If no single class of antidepressant (other than MAOIs) yields higher than 65% success, the “serotonin-” or any other neurotransmitter-hypothesis remains speculative. Fortunately, all of the various classes has a very high rate of success, even if their individual classes are only marginally superior to a coin-toss.
“Jonanthan, if the serotonin-hypothesis were true (indicating a SSRI), why do 35% of SSRI antidepressants not work?”
It could be because some folks have extremely serious problems which SSRIs are not strong effective enough to combat. I know that Abbie Hoffman committed suicide on prozac and one person I know who had serious depression told me that prozac changed the way he felt — gave him more energy — the energy to do something bad like follow through with a suicide attempt.

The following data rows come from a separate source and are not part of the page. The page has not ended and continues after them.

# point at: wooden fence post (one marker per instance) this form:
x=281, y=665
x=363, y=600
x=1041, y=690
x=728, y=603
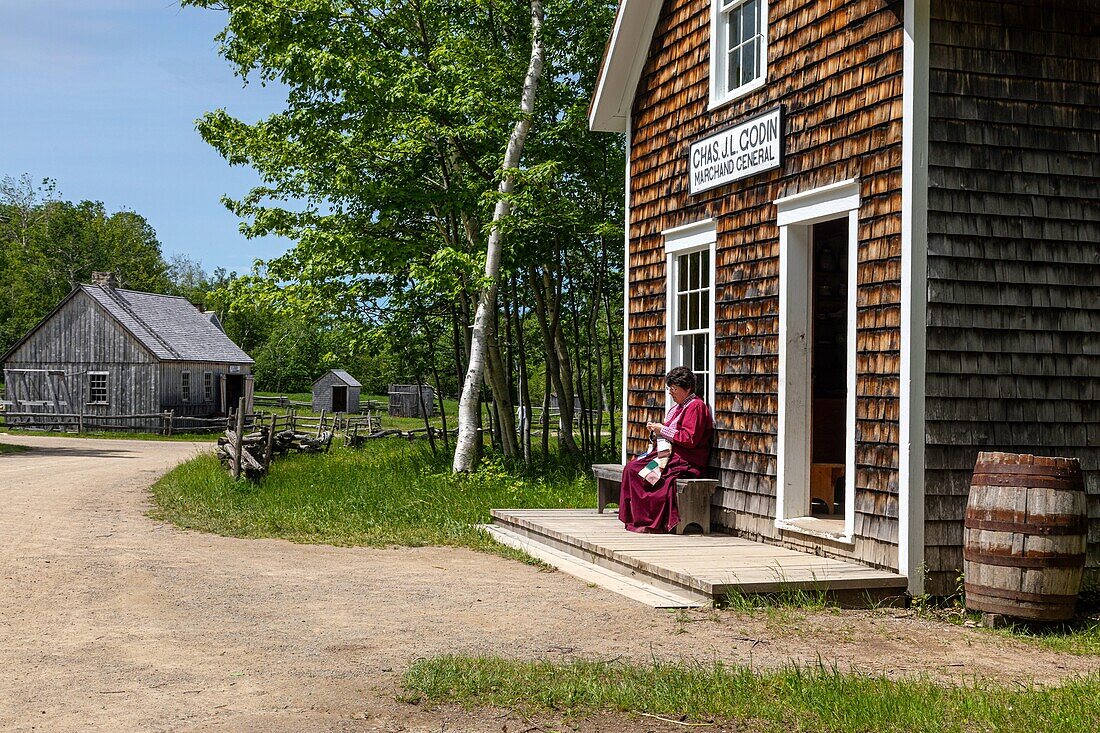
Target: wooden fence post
x=238, y=444
x=271, y=445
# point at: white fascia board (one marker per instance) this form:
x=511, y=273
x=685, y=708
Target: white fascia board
x=623, y=63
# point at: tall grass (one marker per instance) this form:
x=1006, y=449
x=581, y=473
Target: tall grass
x=793, y=699
x=391, y=493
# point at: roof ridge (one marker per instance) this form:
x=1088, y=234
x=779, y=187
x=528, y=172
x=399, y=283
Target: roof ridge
x=133, y=314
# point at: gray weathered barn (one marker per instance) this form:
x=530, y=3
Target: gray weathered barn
x=105, y=351
x=337, y=392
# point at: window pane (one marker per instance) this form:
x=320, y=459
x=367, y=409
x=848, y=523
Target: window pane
x=735, y=70
x=700, y=360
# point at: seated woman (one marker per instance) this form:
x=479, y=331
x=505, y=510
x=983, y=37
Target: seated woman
x=648, y=499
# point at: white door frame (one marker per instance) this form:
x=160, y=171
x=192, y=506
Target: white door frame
x=795, y=219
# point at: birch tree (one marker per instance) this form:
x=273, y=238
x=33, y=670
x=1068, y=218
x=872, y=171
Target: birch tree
x=485, y=318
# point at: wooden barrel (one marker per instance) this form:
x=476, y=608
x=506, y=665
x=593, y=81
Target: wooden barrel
x=1024, y=537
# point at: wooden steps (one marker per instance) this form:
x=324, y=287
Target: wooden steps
x=634, y=588
x=708, y=567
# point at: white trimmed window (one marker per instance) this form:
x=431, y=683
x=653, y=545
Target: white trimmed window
x=691, y=306
x=97, y=387
x=738, y=47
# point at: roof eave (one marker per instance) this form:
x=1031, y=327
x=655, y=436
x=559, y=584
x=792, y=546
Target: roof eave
x=624, y=58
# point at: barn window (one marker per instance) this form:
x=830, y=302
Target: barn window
x=97, y=387
x=691, y=306
x=738, y=47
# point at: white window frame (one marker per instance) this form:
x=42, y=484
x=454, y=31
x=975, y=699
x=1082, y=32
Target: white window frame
x=107, y=394
x=795, y=219
x=689, y=239
x=719, y=56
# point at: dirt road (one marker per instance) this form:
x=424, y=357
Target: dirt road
x=110, y=621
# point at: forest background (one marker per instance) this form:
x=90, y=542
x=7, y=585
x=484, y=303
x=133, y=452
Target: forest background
x=384, y=168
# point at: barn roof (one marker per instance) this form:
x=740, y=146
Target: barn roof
x=342, y=375
x=168, y=326
x=624, y=57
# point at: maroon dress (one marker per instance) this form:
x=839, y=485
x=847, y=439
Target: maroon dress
x=645, y=507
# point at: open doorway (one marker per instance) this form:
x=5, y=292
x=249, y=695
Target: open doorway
x=816, y=441
x=828, y=320
x=234, y=390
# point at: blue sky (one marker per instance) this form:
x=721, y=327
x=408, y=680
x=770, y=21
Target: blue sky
x=102, y=97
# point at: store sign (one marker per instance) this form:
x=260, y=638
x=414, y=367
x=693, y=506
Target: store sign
x=739, y=152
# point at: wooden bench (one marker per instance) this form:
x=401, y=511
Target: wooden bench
x=693, y=495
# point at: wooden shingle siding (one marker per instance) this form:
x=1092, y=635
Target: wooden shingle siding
x=1013, y=359
x=835, y=67
x=80, y=337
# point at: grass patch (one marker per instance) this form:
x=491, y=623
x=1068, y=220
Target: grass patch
x=793, y=699
x=393, y=493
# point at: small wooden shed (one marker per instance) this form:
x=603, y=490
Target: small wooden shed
x=405, y=403
x=337, y=392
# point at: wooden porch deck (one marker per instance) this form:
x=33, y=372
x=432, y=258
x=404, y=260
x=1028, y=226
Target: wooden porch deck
x=694, y=566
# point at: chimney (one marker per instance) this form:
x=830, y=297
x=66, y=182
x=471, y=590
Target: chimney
x=105, y=280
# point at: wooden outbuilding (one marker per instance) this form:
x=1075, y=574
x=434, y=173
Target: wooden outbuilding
x=872, y=228
x=337, y=392
x=103, y=351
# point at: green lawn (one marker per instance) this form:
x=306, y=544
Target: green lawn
x=818, y=700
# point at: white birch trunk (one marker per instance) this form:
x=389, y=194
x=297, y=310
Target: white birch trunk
x=465, y=448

I’ve heard other testimonials — too many folks — who say that prozac, paxil, and/or other SSRI’s have worked wonders.
Believe me, SSRIs do work, but only for some people. Wellbutrin works, but only for some people, but it does not target serotonin! Etcetera. It’s the “serotonin-cause of depression hypotheis” that is subsumed that does not always work that is also called into question. If depression is “serotonin-caused,” as many claim, shouldn’t we ask the obvious: What justifies the claim? Because some SSRIs work in some cases only slightly higher than a coin-toss? Why do MAOIs work even better?
I don’t think low seratonin causes depression, probably that it predisposes people to depression and anxiety. There is a reason why those folks who struggle with or are predisposed to alcohol shouldn’t drink; it’s because that lowers seratonin levels (as a depressant, alcohol does the very opposite of what SSRIs do). But for most folks who aren’t so predisposed, they can handle what booze does to their emotions.